The gold coins were better to look at than sit on. They were hard and cold and slithered around every time the truck moved. It was a chilly trip, too, going down the road with no protection from the wind.
“Why would anyone do something like that?” Vicky demanded, still crying.
Celia was silent, playing with her cell phone, calling someone over and over and, from what I could tell, getting no response.
Vicky finally grabbed the phone from her and threw it over the side of the truck into the darkness, probably never to be found again. “Stop messing with that thing! We were almost killed out here and all you can do is call that stupid loser boyfriend of yours.”
“Shut up! You don’t know anything!” Celia shouted back at her. “You’ll see and then you’ll be sorry.”
I didn’t know what she meant, but I was sitting between them, already uncomfortable and wishing the short ride back to the Blue Whale was over. We were probably all in shock, definitely cold and filthy. It almost seemed funny that we were sitting on a fortune in gold that couldn’t help us.

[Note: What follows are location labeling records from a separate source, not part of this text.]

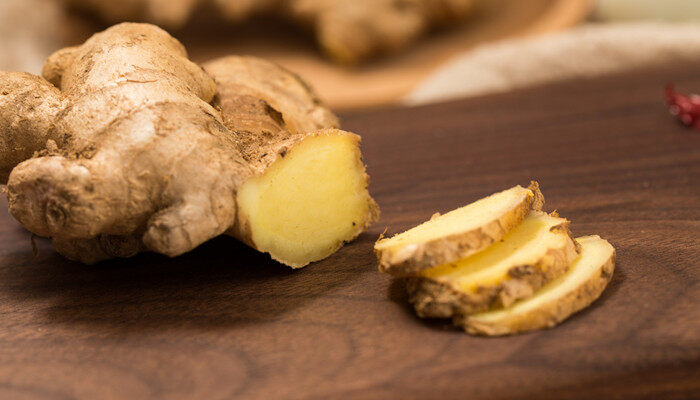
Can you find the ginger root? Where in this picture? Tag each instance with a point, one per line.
(348, 31)
(520, 269)
(141, 149)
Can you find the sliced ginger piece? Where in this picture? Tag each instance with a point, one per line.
(459, 233)
(535, 252)
(582, 284)
(309, 202)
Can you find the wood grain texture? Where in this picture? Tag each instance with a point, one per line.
(381, 81)
(225, 322)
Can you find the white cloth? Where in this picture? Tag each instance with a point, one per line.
(583, 52)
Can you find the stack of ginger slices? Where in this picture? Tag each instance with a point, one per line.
(499, 266)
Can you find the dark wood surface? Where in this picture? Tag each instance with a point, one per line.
(225, 322)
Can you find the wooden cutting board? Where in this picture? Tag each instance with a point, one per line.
(225, 322)
(380, 82)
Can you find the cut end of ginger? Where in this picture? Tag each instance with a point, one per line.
(583, 283)
(309, 202)
(457, 234)
(533, 253)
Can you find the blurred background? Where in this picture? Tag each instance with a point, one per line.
(391, 56)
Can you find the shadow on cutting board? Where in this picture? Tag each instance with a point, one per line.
(221, 283)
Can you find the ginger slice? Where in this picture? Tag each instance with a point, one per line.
(586, 279)
(459, 233)
(535, 252)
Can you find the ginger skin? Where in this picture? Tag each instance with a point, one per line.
(349, 32)
(138, 158)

Kevin was one step ahead of me when we finally got back to the Blue Whale. I’d been ignoring the arguing, weeping sisters by thinking about what we could do to hide all this gold. I didn’t think he had a safe like Agnes did, but I figured one of the empty rooms on the third floor would be a secure place to store it. The only problem was getting it up there. After moving it once, I knew it was too heavy and unmanageable to take upstairs or in the old iron-cage elevator.
I thought Agnes and the girls would want to be right on hand for whatever happened to the gold, but I was wrong. They had worked themselves into such a state that all they could do was go up to their rooms. The incident on the road and our response to it must have eased Vicky and Celia’s suspicions about our intentions toward the gold.
“So I have an idea about storing the gold,” Kevin said after the three women had retired to their bedrooms on the second floor.